ONEweek from election day, the Italian media mogul and prime minister Silvio Berlusconi is fighting for his political life. And given that he has spent much of his five years as premier passing laws to keep himself out of jail and to benefit his companies, he has a lot to lose.
He has been trailing in the opinion polls for two years and remains between three and five points behind his centre-left rival Romano Prodi. Yet there is one corner of Italy where they won't hear a word against him. Milano 2 is the vast luxury housing estate that first made Berlusconi famous as Italy's "king of bricks". With its ochre brown apartment blocks and terracotta mansard roofs surrounded by Scots pines, an ornamental lake and a fountain, tennis courts and football fields, kindergartens, a hotel and the headquarters of several of his most important companies, Milano 2 was a political statement as much as a construction project, "a city where there is everything, " as he put it, "from the clinic where one is born to the cemetery", for those able to afford it.
It was also reputedly financed by the Mafia, and was the occasion for one of Berlusconi's first political coups: by persuading Linate airport to change the direction of its flight paths to allow Milano 2's residents to sleep, he doubled the value of flats on the estate overnight.
Thirty years after its construction, the residents are still firmly behind Il Padrone.
"We're all Berlusconians here, " says Giorgio Antonaci, a bald figure in a black leather jacket and sunglasses with a striking resemblance to the old TV cop Kojak, knocking back a post-prandial Averno in the Empire Bar on the estate.
"The Berlusconi government has done many positive things, the opere grande [such as the projected bridge over the Messina Strait to Sicily], health and pension reform.
"I would give them seven-plus out of 10. I will continue to give him my support."
Antonacci is the owner of a firm that supplies hospital operating theatres around Europe.
Business is buoyant, he claims. Behind the bar, the Empire's owner, Luigi, has a different view.
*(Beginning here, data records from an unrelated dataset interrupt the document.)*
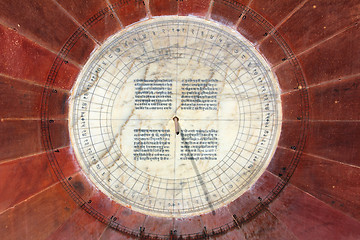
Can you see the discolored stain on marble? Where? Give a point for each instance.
(234, 234)
(318, 20)
(80, 225)
(272, 51)
(337, 141)
(39, 216)
(287, 77)
(188, 225)
(253, 197)
(163, 7)
(22, 178)
(22, 99)
(42, 21)
(336, 58)
(228, 12)
(112, 234)
(23, 56)
(310, 218)
(331, 182)
(82, 49)
(66, 160)
(266, 226)
(281, 161)
(103, 204)
(217, 218)
(20, 56)
(290, 134)
(83, 11)
(275, 11)
(337, 100)
(129, 12)
(59, 133)
(129, 218)
(66, 76)
(158, 225)
(292, 105)
(82, 186)
(19, 138)
(195, 8)
(251, 28)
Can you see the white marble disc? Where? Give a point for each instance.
(212, 79)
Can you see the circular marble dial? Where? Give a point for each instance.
(175, 116)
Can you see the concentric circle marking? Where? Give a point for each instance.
(123, 107)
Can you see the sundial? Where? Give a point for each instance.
(175, 116)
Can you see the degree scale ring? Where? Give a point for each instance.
(213, 80)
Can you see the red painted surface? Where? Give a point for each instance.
(321, 201)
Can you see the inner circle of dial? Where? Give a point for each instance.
(123, 105)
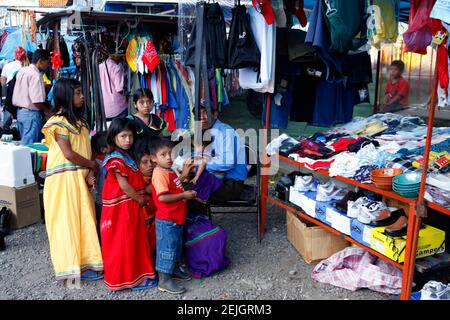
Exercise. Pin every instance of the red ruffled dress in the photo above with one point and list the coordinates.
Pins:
(126, 248)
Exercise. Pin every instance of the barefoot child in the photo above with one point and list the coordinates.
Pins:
(125, 242)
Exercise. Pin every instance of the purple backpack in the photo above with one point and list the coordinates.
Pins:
(205, 246)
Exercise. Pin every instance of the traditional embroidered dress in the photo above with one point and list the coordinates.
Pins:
(69, 206)
(127, 253)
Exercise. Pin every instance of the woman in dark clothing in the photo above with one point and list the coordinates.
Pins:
(148, 124)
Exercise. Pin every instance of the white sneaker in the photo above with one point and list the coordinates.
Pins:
(329, 191)
(370, 211)
(354, 207)
(305, 184)
(434, 290)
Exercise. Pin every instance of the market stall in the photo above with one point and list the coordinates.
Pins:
(348, 154)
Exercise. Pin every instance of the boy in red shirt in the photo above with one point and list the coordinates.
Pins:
(170, 200)
(397, 89)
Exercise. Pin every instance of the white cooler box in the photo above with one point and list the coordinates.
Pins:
(15, 166)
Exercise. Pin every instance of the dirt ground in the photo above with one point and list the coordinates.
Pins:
(270, 270)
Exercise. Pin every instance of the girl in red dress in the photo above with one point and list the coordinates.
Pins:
(127, 253)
"Look at all the shops around here vacant or for sale, " he points out. "Nobody's spending any money because their pay packets won't stretch to the end of the month.
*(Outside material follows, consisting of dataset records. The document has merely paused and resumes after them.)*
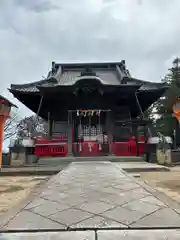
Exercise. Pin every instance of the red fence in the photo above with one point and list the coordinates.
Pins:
(45, 148)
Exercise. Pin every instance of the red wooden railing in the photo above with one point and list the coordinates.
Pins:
(59, 147)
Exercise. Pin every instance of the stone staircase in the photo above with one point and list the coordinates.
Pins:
(57, 161)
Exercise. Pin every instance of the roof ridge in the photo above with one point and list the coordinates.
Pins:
(33, 84)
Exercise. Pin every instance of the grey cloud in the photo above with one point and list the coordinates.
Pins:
(34, 5)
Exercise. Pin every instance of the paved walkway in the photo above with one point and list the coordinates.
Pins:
(94, 195)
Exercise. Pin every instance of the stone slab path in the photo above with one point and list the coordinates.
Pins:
(95, 196)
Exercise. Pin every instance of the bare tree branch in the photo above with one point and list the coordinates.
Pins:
(11, 126)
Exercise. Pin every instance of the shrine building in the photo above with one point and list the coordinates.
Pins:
(92, 109)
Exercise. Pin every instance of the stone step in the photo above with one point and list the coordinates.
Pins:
(56, 161)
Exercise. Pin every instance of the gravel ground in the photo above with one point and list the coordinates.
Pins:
(13, 190)
(166, 182)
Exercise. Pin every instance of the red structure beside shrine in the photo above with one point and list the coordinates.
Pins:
(93, 109)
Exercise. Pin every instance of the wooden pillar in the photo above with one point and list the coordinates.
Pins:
(147, 154)
(70, 133)
(109, 129)
(137, 139)
(2, 120)
(50, 124)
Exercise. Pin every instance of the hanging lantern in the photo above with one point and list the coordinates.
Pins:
(5, 108)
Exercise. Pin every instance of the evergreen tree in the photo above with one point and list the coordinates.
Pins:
(167, 123)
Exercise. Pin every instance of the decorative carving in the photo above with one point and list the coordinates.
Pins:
(88, 72)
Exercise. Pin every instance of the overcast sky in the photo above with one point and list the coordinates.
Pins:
(33, 33)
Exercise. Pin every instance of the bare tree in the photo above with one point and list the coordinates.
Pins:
(11, 126)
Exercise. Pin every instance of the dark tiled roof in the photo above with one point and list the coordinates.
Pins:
(68, 74)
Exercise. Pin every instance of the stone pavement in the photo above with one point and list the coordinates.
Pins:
(95, 196)
(99, 235)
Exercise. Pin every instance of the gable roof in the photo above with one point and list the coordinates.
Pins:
(68, 74)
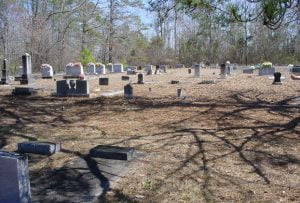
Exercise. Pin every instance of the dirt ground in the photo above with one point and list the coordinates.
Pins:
(233, 141)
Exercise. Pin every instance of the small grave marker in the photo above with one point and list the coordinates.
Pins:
(45, 148)
(14, 178)
(103, 81)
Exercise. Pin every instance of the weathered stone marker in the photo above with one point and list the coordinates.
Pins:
(128, 91)
(112, 152)
(141, 78)
(103, 81)
(223, 70)
(277, 78)
(45, 148)
(72, 88)
(197, 70)
(179, 92)
(26, 77)
(5, 73)
(46, 71)
(125, 78)
(14, 178)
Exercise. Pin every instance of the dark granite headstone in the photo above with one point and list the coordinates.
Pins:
(82, 87)
(128, 91)
(277, 78)
(26, 63)
(62, 87)
(103, 81)
(14, 178)
(5, 73)
(45, 148)
(112, 152)
(125, 78)
(141, 78)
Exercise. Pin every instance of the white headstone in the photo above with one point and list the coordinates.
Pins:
(46, 70)
(91, 69)
(100, 69)
(75, 69)
(118, 68)
(14, 178)
(197, 70)
(149, 69)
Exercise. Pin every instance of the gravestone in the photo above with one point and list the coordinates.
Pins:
(223, 70)
(157, 71)
(103, 81)
(125, 78)
(179, 92)
(14, 178)
(5, 74)
(277, 78)
(179, 66)
(118, 68)
(266, 71)
(110, 68)
(248, 71)
(149, 69)
(46, 71)
(82, 88)
(113, 152)
(72, 88)
(296, 70)
(163, 68)
(128, 91)
(100, 69)
(74, 70)
(91, 69)
(140, 78)
(26, 76)
(24, 91)
(44, 148)
(62, 87)
(197, 70)
(131, 70)
(173, 82)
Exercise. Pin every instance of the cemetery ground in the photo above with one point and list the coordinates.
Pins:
(233, 141)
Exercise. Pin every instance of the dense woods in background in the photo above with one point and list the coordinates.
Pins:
(182, 31)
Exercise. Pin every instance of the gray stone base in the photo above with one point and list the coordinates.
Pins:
(112, 152)
(45, 148)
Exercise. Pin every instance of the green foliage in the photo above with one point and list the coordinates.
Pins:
(86, 56)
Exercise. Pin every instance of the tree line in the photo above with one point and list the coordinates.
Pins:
(182, 31)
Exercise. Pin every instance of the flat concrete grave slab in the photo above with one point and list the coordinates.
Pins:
(85, 179)
(112, 152)
(45, 148)
(208, 82)
(24, 91)
(112, 93)
(174, 82)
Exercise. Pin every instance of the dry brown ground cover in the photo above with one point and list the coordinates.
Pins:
(234, 141)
"We're slipping back to the way things were 40 years ago, when a few people were rich and the rest of us were miserably poor. This is the way capitalism works, destroying the little man and rewarding the rich . . ."
Most commentators have been talking over recent weeks as if the results of the election to be held on 9 and 10 April were already in.
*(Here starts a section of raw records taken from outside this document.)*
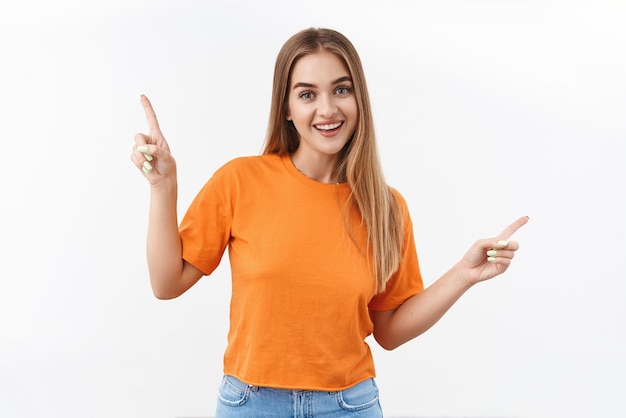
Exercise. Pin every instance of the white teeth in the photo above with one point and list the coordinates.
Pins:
(328, 127)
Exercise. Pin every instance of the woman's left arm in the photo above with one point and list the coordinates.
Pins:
(486, 259)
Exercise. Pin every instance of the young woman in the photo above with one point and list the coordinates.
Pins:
(321, 248)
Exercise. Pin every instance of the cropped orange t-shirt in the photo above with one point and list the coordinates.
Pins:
(301, 283)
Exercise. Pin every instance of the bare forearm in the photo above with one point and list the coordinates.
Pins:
(163, 247)
(416, 315)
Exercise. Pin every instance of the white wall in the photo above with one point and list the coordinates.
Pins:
(485, 111)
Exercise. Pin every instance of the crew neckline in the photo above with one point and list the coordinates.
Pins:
(299, 176)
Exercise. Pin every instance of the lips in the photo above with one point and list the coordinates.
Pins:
(328, 127)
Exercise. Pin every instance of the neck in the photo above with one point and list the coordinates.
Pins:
(322, 170)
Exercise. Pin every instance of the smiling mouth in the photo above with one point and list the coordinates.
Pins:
(328, 127)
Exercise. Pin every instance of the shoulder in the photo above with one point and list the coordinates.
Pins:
(247, 166)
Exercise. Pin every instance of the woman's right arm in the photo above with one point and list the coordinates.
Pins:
(170, 275)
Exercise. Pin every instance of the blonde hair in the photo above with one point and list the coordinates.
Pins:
(359, 162)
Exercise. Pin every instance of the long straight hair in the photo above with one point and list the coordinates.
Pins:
(359, 162)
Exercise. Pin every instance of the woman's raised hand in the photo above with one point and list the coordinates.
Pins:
(490, 257)
(151, 154)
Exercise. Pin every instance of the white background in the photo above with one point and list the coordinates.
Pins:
(485, 111)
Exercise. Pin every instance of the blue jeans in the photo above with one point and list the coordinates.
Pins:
(240, 400)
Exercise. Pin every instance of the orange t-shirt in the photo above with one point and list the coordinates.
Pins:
(301, 287)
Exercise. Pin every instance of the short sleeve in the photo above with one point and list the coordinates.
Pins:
(205, 228)
(407, 280)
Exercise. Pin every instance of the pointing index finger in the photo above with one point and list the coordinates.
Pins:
(511, 229)
(153, 123)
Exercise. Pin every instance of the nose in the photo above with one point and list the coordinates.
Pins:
(326, 106)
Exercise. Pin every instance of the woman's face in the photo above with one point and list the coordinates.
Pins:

But many believe that the wildness of Berlusconi's recent behaviour . . . identifying the Communists in Prodi's coalition with alleged Maoist baby-boilers, storming out of a TV interview after being interrupted, lambasting fellowindustrialists . . . far from being signs of panic are conscious attempts to rouse the supporters who deserted him in 2004.
With Berlusconi, no one doubts that it will be a fight to the finish and in the past couple of days he has thrown his adversaries into angry confusion about their taxation plans.
"Berlusconi has always given his best, " notes Alexander Stille in a new biography, "when he has his back against the wall".